A quiet but consequential reckoning is underway across Singapore's digital landscape. Duplicate images — the same photograph appearing under multiple listings, records or identities across government and commercial databases — have accumulated at a scale that administrators are only beginning to quantify. The problem cuts across sectors: HDB resale flat listings on property portals carry recycled stock photos, national identity verification systems flag mismatched visuals, and municipal records held by agencies including the Urban Redevelopment Authority contain imagery that was uploaded multiple times over successive system migrations.

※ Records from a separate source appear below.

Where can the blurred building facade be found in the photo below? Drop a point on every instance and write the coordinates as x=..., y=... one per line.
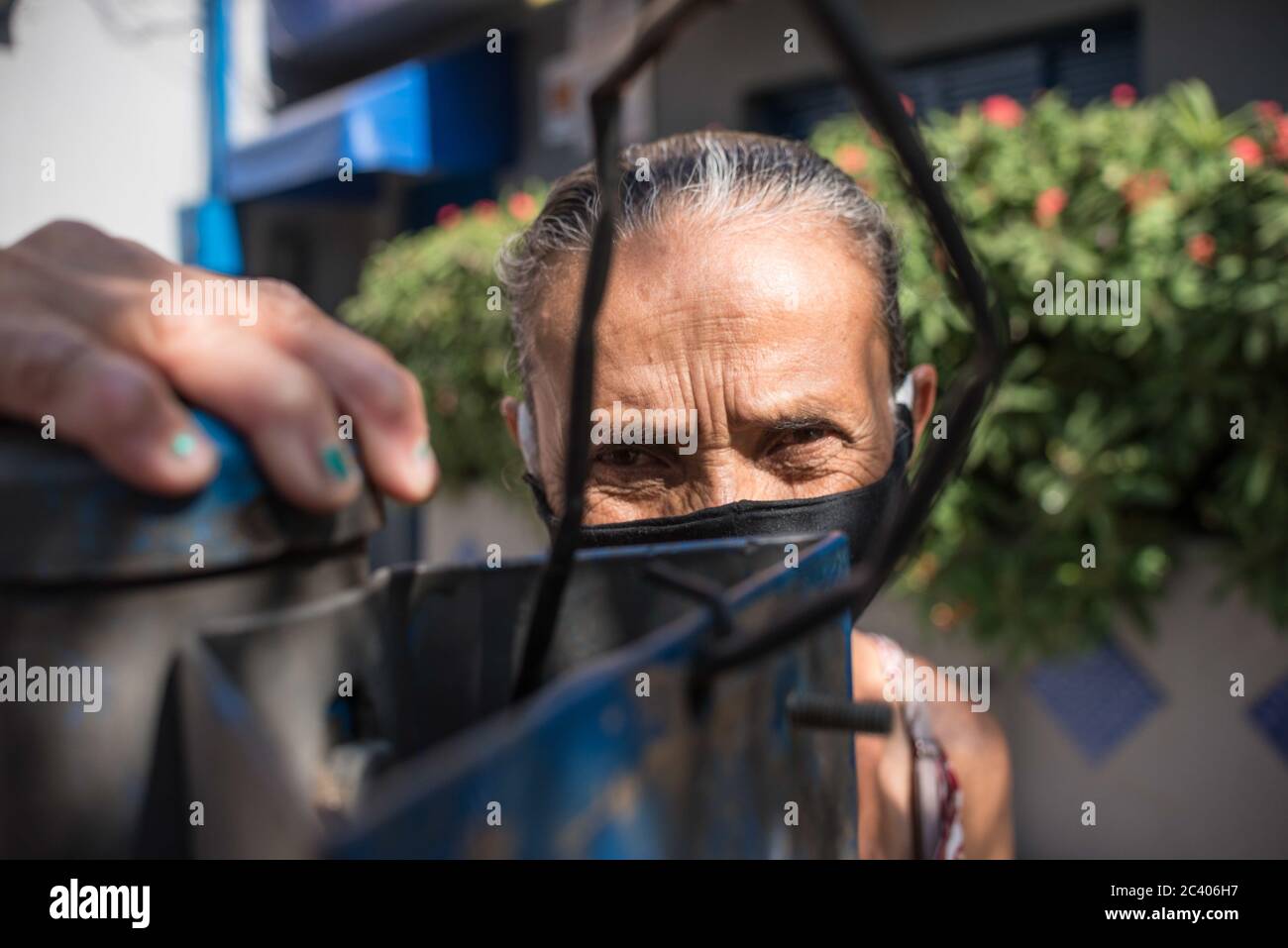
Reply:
x=235, y=156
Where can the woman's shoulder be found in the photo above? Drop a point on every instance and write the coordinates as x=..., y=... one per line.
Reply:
x=971, y=741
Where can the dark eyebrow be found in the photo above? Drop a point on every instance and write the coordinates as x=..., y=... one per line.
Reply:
x=802, y=421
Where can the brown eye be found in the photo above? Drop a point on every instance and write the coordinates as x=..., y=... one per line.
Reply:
x=802, y=436
x=622, y=458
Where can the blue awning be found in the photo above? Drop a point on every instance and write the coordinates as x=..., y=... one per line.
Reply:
x=416, y=119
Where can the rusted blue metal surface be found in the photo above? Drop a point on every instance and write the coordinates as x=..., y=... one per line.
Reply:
x=609, y=759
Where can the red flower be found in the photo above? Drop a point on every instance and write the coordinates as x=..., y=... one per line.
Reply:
x=1280, y=147
x=1124, y=94
x=850, y=158
x=1269, y=110
x=1048, y=205
x=1201, y=248
x=1003, y=110
x=522, y=205
x=1248, y=150
x=449, y=215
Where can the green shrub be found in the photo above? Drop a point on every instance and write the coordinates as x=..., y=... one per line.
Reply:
x=1103, y=433
x=1107, y=434
x=433, y=299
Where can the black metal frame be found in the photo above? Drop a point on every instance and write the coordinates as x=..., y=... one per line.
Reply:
x=658, y=24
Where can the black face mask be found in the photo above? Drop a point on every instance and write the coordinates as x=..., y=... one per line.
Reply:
x=854, y=513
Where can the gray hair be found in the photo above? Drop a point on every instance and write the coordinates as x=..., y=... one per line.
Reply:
x=717, y=176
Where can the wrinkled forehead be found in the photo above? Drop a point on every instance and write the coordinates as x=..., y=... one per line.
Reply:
x=755, y=303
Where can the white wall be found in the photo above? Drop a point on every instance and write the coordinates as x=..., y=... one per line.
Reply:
x=115, y=95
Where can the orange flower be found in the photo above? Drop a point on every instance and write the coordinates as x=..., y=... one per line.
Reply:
x=850, y=158
x=1248, y=150
x=1138, y=189
x=1124, y=94
x=1048, y=205
x=522, y=205
x=1003, y=110
x=1201, y=248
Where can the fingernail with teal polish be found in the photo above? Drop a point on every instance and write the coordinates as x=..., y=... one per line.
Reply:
x=183, y=445
x=335, y=463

The timing matters because Singapore is mid-stride in a significant push to position itself as a regional AI and data governance hub. Dirty image data — duplicated, mislabelled or misattributed — undermines the training sets that underpin the computer vision tools the Smart Nation and Digital Government Office has been rolling out across public services since at least 2022. Garbage in, garbage out: the phrase is old, but it lands with fresh urgency when the systems involved are being used to assess property conditions, verify identities at Changi Airport's automated immigration lanes, and support the National Library Board's digital archive projects.
The problem is not unique to real estate. The National Heritage Board's digital collections, accessible through its roots.sg portal, have undergone several archival migrations since the platform launched. Each migration carried a risk of duplication, particularly for digitised photographs from the 1960s and 1970s covering Kampong Glam, the old Kallang Airport site, and the early HDB estates of Queenstown. Archivists have been working through a backlog, but the process is labour-intensive and no automated resolution has been publicly announced.
At the commercial level, e-commerce platforms operating out of Singapore — including Lazada's regional operations, which are headquartered here — face the same structural challenge. A single product photograph can appear across thousands of seller storefronts, confusing recommendation algorithms and, more practically, misleading buyers about the condition of second-hand goods.
The Decisions That Cannot Be Deferred
Three choices are now pressing. First, who owns the deduplication mandate? Singapore has the Infocomm Media Development Authority as the natural coordinating body for digital infrastructure standards, but it has not, as of July 2026, gazetted any binding image-data quality standard applicable across both public agencies and licensed commercial platforms. A decision on jurisdiction — whether standards are voluntary or enforceable — cannot wait much longer if the next generation of AI tools is to be trained on reliable local data.
Second, what technology standard applies? Perceptual hashing — the technique that identifies near-identical images even after minor edits — is the current industry baseline, but it produces false positives when applied to the kind of similar-but-distinct images that dominate a dense urban environment like Toa Payoh or Jurong East, where dozens of corridors are genuinely almost identical. Singapore's Government Technology Agency, better known as GovTech, has the engineering capacity to develop a local benchmark, but that requires a policy brief it has not yet received.
Third, there is the question of legacy records. Purging duplicates from active commercial databases is relatively straightforward; removing them from official archives without losing metadata or provenance information is not. The National Archives of Singapore, based at Canning Rise, is the natural custodian of that decision, and any framework it develops will set a precedent for how Southeast Asian neighbours approach the same problem.
Singapore's Digital Government Blueprint, last updated for the 2023 to 2025 cycle, committed the government to improving data quality across agencies. The next iteration, expected to be published before the end of 2026, is the clearest near-term vehicle for turning that commitment into something binding. Whether the image deduplication question makes it into that document — or gets deferred again — will tell practitioners a great deal about how seriously the city-state takes the foundations beneath its AI ambitions.